Was investigator expertise/experience with both treatment and control techniques likely the same (ie.were criteria for surgeon participation/expertise provided)?

Yes = 1

Uncertain = 0.5

Not Relevant = 0

No = 0

The Reporting Criteria Assessment evaluates the transparency with which authors report the methodological and trial characteristics of the trial within the publication. The assessment is divided into five categories which are presented below.

4/4

Randomization

2/4

Outcome Measurements

2/4

Inclusion / Exclusion

4/4

Therapy Description

4/4

Statistics

Detsky AS, Naylor CD, O'Rourke K, McGeer AJ, L'Abbé KA. J Clin Epidemiol. 1992;45:255-65

The Fragility Index is a tool that aids in the interpretation of significant findings, providing a measure of strength for a result. The Fragility Index represents the number of consecutive events that need to be added to a dichotomous outcome to make the finding no longer significant. A small number represents a weaker finding and a large number represents a stronger finding.
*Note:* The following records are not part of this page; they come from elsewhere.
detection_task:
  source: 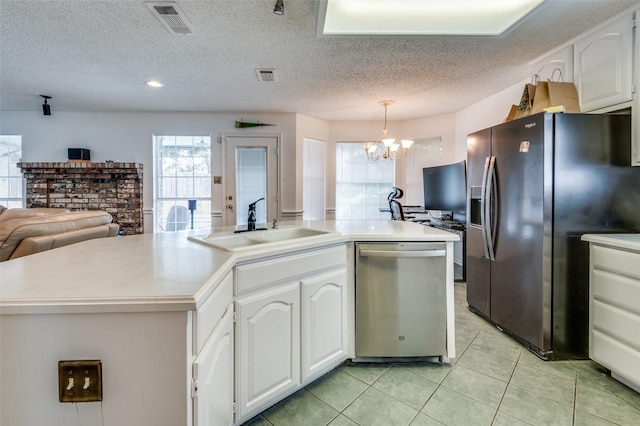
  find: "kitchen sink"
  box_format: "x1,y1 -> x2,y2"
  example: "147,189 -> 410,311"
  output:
188,227 -> 338,251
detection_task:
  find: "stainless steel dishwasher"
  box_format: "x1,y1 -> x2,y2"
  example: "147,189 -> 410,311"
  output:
355,242 -> 447,358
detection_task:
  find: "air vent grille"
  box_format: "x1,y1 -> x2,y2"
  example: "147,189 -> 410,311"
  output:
146,2 -> 193,34
256,68 -> 277,83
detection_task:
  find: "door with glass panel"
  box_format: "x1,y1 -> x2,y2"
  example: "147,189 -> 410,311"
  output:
224,136 -> 279,225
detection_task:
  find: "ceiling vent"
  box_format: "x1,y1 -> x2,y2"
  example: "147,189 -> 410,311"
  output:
145,2 -> 193,34
256,68 -> 277,82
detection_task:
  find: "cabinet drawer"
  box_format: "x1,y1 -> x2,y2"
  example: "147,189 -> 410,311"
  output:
589,330 -> 640,385
235,245 -> 347,294
193,272 -> 233,354
591,245 -> 640,280
591,269 -> 640,314
591,300 -> 640,350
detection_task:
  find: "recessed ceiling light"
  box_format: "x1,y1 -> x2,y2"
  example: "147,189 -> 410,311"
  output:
318,0 -> 544,35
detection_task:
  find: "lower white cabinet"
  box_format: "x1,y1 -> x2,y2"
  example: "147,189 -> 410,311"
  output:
191,303 -> 234,426
583,235 -> 640,392
234,244 -> 347,424
236,281 -> 300,419
301,268 -> 347,382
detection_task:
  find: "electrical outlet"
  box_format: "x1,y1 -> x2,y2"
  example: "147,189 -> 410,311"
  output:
58,360 -> 102,402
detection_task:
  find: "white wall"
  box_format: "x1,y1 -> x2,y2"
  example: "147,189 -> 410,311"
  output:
453,80 -> 527,156
0,77 -> 552,229
0,111 -> 296,229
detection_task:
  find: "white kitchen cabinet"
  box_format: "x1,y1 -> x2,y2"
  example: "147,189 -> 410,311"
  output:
236,281 -> 300,419
191,303 -> 234,426
574,14 -> 633,112
530,45 -> 573,81
301,268 -> 347,382
583,235 -> 640,391
631,9 -> 640,166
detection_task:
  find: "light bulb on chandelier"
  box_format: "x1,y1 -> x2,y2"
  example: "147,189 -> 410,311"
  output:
362,101 -> 413,161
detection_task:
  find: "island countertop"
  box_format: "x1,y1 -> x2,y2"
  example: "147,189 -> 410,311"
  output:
0,221 -> 459,314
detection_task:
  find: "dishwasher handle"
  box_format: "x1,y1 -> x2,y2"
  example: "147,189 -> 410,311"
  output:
360,250 -> 447,257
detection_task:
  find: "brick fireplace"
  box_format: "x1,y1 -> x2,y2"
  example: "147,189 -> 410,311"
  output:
18,161 -> 144,235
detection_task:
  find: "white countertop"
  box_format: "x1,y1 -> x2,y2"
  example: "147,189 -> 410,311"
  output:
0,220 -> 459,314
582,234 -> 640,251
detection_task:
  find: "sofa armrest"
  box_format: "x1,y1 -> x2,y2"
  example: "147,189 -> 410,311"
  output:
0,211 -> 112,262
0,207 -> 71,222
9,223 -> 120,259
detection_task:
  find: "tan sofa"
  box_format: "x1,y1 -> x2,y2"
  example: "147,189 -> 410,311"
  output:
0,206 -> 120,262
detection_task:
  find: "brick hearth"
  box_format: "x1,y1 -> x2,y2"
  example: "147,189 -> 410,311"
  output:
18,162 -> 144,235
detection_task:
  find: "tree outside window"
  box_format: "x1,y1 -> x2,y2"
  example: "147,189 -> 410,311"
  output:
336,142 -> 395,220
154,135 -> 211,232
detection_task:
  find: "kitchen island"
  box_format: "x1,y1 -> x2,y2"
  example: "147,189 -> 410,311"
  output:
0,221 -> 458,425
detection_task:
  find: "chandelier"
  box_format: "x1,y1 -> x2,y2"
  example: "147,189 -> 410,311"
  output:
362,101 -> 413,161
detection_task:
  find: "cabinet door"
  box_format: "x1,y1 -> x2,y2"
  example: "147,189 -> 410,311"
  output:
301,268 -> 347,382
531,45 -> 573,81
236,282 -> 300,420
193,304 -> 238,426
574,15 -> 633,112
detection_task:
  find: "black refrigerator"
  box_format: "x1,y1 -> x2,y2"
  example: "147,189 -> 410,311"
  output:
466,113 -> 640,359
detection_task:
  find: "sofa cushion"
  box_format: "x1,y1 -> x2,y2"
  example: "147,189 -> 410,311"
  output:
9,223 -> 119,259
0,209 -> 112,262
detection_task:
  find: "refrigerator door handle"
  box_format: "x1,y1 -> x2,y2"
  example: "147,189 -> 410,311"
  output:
480,157 -> 491,259
482,156 -> 497,260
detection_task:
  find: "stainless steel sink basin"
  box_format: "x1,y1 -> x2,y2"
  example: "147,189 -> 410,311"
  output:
189,227 -> 337,251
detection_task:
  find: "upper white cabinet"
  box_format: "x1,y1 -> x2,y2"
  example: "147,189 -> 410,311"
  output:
531,45 -> 573,81
574,14 -> 633,112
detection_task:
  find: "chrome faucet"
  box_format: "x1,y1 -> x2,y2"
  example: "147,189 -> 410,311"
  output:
247,198 -> 264,231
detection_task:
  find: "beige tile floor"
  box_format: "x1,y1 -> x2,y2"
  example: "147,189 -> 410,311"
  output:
245,283 -> 640,426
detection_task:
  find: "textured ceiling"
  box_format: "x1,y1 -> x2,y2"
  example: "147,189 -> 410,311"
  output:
0,0 -> 640,120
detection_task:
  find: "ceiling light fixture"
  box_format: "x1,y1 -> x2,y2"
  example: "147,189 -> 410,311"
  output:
40,95 -> 51,115
273,0 -> 284,15
317,0 -> 549,36
362,100 -> 413,161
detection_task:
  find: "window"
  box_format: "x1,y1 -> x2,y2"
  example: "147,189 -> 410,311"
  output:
336,142 -> 395,220
154,135 -> 211,232
0,135 -> 24,208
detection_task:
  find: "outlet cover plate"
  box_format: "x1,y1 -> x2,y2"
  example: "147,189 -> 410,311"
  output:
58,360 -> 102,402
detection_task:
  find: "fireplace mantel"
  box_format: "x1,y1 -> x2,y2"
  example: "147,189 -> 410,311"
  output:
18,161 -> 144,235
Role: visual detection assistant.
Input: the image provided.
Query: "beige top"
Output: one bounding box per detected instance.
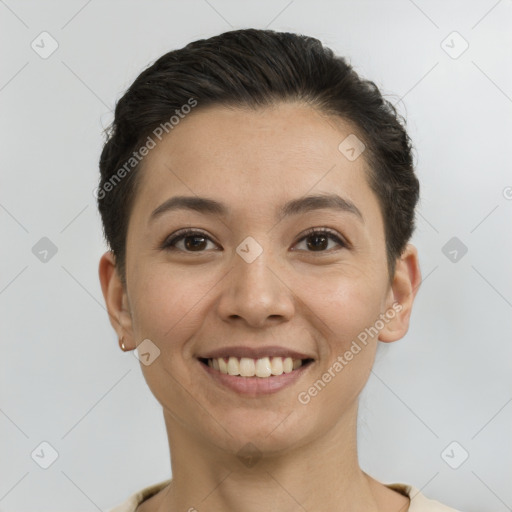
[107,479,460,512]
Why was this study needed now?

Total knee arthroplasty (TKA) can produce severe postoperative pain, which may delay recovery. There are a number of pain treatments present, such as femoral nerve block or epidural analgesia. Local infiltration analgesia (LIA) has become a popular choice in pain management, but its effectiveness has yet to be fully evaluated. This study examines the outcomes of pain when patients undergoing total knee arthroplasty receive either a local infiltration of anaesthesia or a continuous femoral block.
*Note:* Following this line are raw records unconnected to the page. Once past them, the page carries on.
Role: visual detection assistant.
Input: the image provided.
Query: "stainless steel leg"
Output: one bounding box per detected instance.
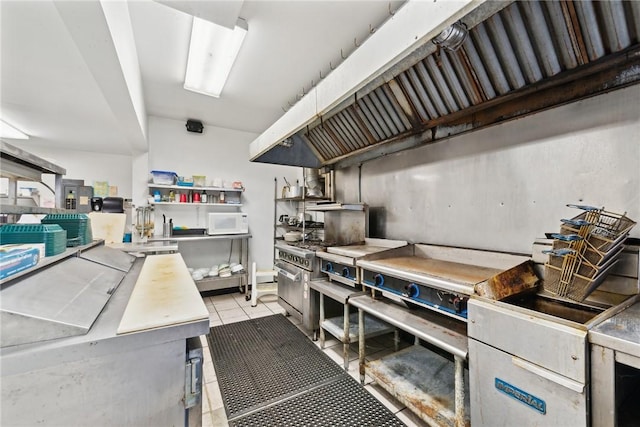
[342,304,351,371]
[591,344,616,427]
[319,293,325,348]
[454,356,464,427]
[358,308,365,385]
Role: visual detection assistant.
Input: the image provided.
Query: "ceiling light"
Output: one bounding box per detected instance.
[433,22,469,50]
[184,17,247,98]
[0,120,29,139]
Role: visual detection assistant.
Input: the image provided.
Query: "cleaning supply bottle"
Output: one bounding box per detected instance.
[64,190,76,209]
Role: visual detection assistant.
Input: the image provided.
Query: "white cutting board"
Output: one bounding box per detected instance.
[89,212,127,246]
[117,254,209,334]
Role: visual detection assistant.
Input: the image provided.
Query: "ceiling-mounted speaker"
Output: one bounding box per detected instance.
[187,119,204,133]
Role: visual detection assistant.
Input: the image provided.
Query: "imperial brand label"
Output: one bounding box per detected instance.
[495,378,547,414]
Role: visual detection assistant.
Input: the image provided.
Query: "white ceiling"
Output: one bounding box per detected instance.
[0,0,403,154]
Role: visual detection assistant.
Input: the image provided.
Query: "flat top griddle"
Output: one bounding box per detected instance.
[369,256,502,286]
[327,245,391,258]
[327,238,407,259]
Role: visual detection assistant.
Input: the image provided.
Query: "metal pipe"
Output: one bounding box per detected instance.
[358,308,365,385]
[454,355,465,427]
[320,292,325,349]
[342,304,350,371]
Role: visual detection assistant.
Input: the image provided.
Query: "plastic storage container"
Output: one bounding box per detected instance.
[193,175,207,187]
[151,171,178,185]
[0,224,67,256]
[41,214,93,247]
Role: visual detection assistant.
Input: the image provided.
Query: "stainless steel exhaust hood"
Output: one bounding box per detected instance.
[250,0,640,168]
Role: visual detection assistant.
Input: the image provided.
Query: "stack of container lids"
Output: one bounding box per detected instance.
[0,224,67,256]
[41,213,93,247]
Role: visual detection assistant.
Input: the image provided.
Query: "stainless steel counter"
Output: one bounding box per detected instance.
[589,296,640,427]
[0,249,209,426]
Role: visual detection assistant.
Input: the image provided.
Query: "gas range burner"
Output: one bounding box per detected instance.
[287,240,335,252]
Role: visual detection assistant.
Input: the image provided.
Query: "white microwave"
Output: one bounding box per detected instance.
[207,212,249,235]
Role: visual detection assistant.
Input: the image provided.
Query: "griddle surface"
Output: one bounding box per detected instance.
[364,256,502,285]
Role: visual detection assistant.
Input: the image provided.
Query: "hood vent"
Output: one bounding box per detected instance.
[254,1,640,167]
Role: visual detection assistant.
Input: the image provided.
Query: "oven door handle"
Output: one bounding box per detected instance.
[273,265,300,282]
[511,356,585,393]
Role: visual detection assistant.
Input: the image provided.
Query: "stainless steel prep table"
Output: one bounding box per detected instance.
[589,297,640,427]
[0,248,209,426]
[309,279,398,371]
[349,295,469,426]
[147,233,251,301]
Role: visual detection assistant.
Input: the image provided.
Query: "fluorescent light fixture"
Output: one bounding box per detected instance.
[0,120,29,139]
[184,16,247,98]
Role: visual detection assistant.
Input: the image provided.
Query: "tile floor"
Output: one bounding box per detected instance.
[201,292,426,427]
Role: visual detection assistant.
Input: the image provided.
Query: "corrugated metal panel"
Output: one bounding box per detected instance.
[304,0,640,163]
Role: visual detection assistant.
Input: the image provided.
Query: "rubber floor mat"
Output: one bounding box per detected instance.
[208,314,346,421]
[229,374,404,427]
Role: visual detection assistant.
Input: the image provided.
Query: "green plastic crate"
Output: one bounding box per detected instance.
[41,214,93,247]
[0,224,67,256]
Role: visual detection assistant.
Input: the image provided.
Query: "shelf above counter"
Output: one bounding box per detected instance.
[305,202,367,212]
[0,203,68,215]
[276,197,331,203]
[147,182,244,193]
[147,233,251,242]
[149,202,242,208]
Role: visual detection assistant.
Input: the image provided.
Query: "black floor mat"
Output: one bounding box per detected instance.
[208,314,403,426]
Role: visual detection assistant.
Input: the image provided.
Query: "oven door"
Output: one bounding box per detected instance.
[275,261,303,319]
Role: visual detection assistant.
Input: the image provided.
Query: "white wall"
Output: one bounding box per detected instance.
[13,141,132,206]
[336,85,640,253]
[148,116,302,268]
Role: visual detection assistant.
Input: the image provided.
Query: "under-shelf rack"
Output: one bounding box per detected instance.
[148,233,251,297]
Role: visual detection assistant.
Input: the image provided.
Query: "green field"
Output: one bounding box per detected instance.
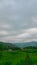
[0,49,37,65]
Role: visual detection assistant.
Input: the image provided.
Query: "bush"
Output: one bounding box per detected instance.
[5,62,12,65]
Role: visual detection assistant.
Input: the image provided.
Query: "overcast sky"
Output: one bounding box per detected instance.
[0,0,37,43]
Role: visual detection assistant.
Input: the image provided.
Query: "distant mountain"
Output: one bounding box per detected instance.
[0,41,37,48]
[16,41,37,47]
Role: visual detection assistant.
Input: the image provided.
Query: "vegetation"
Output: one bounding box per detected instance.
[0,43,37,65]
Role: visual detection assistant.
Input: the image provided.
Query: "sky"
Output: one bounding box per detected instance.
[0,0,37,43]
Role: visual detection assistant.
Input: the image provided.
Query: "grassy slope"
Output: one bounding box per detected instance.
[0,51,37,65]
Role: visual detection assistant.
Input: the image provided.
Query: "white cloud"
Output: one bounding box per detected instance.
[0,23,10,29]
[0,31,8,35]
[2,28,37,42]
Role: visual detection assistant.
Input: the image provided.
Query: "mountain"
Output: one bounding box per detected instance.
[0,41,37,48]
[16,41,37,47]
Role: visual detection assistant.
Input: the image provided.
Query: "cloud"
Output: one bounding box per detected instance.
[0,0,37,42]
[0,31,8,35]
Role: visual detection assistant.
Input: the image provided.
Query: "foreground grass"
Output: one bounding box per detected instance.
[0,50,37,65]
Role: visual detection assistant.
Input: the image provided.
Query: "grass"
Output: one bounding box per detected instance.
[0,49,37,65]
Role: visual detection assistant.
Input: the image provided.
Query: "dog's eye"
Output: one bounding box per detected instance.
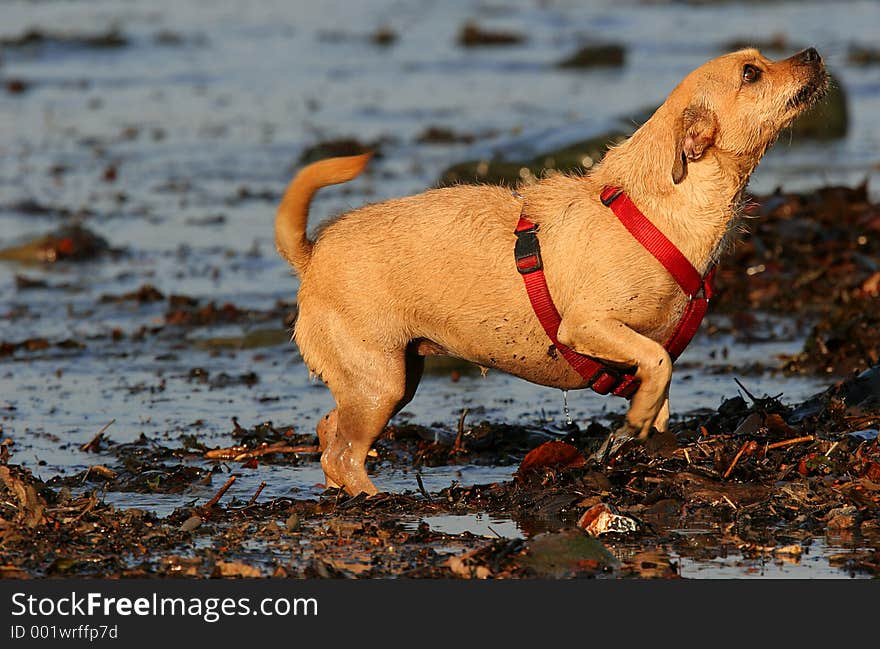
[743,63,761,83]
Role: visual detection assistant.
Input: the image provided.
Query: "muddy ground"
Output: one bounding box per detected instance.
[0,187,880,578]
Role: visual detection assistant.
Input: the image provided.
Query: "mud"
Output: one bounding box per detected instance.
[0,366,880,578]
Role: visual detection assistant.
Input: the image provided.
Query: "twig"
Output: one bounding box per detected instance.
[79,417,116,452]
[202,474,238,510]
[721,440,758,480]
[416,471,434,503]
[733,377,759,405]
[452,408,470,453]
[205,444,321,462]
[248,480,266,507]
[767,435,816,451]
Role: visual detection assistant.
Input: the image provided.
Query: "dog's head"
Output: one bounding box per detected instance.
[664,47,828,184]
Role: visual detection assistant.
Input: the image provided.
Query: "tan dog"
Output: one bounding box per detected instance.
[275,48,827,494]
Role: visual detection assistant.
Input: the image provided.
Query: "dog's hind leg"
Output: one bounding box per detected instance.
[557,306,672,439]
[321,348,407,495]
[317,349,425,488]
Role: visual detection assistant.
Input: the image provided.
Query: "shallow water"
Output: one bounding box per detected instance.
[0,0,880,576]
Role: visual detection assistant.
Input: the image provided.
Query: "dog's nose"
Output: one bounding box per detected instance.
[798,47,822,63]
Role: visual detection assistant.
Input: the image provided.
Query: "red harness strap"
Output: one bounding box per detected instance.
[514,187,715,398]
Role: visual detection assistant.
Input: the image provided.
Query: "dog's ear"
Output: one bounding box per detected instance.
[672,106,718,185]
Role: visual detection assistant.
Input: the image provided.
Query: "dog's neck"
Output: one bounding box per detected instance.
[590,114,752,273]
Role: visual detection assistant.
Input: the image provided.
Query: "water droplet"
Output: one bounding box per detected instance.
[562,390,574,428]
What was the principal research question?

What are the outcomes in pain with an intervention involving a peri- and intra-articular infiltration of anesthesia or a continuous femoral block in patients undergoing total knee arthroplasty at 24 hours postoperatively?

Study Characteristics -
Population:
40 patients undergoing total knee arthroplasty with spinal anaesthesia (Age: >18 years)
Intervention:
Group LIA: Peri- and intraarticular infiltration anaesthesia involving a solution of 150 mL ropivacaine (2 mg/mL), 1 ml ketorolac (30 mg/mL), and 5 ml epinephrine (0.1 mg/mL) administered sequentially throughout the surgical procedure. Access to intravenous patient-controlled analgesia (PCA) with morphine was available to all patients postoperatively (Bolus of 2 mg/dose). (Mean age: 67 (29-85) years) (n=20)
Comparison:
Group F: Continuous femoral nerve block with ropivacaine directly after spinal anaesthesia. Access to intravenous patient-controlled analgesia (PCA) with morphine was available to all patients postoperatively (Bolus of 2 mg/dose). (Mean age: 69 (53-88) years) (n=20)
Outcomes:
Primary outcome: Pain intensity at rest and movement (Visual Analog Scale); Secondary outcome: Total morphine use.
Methods:
RCT
Time:
24 hours (Assessment every hour)

What were the important findings?

  • The local infiltration anaesthesia group (Group LIA) reported lower average pain at rest compared to the femoral nerve block group. (Group F) (Group LIA: 1.6, Group F: 2.2)
  • 7/19 patients in Group F reported a pain intensity of >7 upon movement compared to only 1/20 patients in Group LIA. (p=0.04, Fisher's exact test)
  • Both groups indicated comparable consumption of morphine per kg. (Femoral block: 0.4 (0.3-0.5) mg/kg; LIA: 0.3 (0.2-0.4) mg/kg)
  • No adverse events were reported within the 24 hour postoperative study period.

What should I remember most?

Both the local infiltration anaesthesia intervention and the femoral nerve block interventions provided good analgesic effect in patients after total knee arthroplasty. However, local infiltration anaesthesia may be a preferred option, because of its cost-effectiveness and ease of administration compared to the femoral nerve block.

How will this affect the care of my patients?

Both local infiltration anaesthesia and femoral nerve block described in this study provide good analgesia following TKA. However, local infiltration anaesthesia may be a preferred treatment due to lower costs and the ease to perform this technique.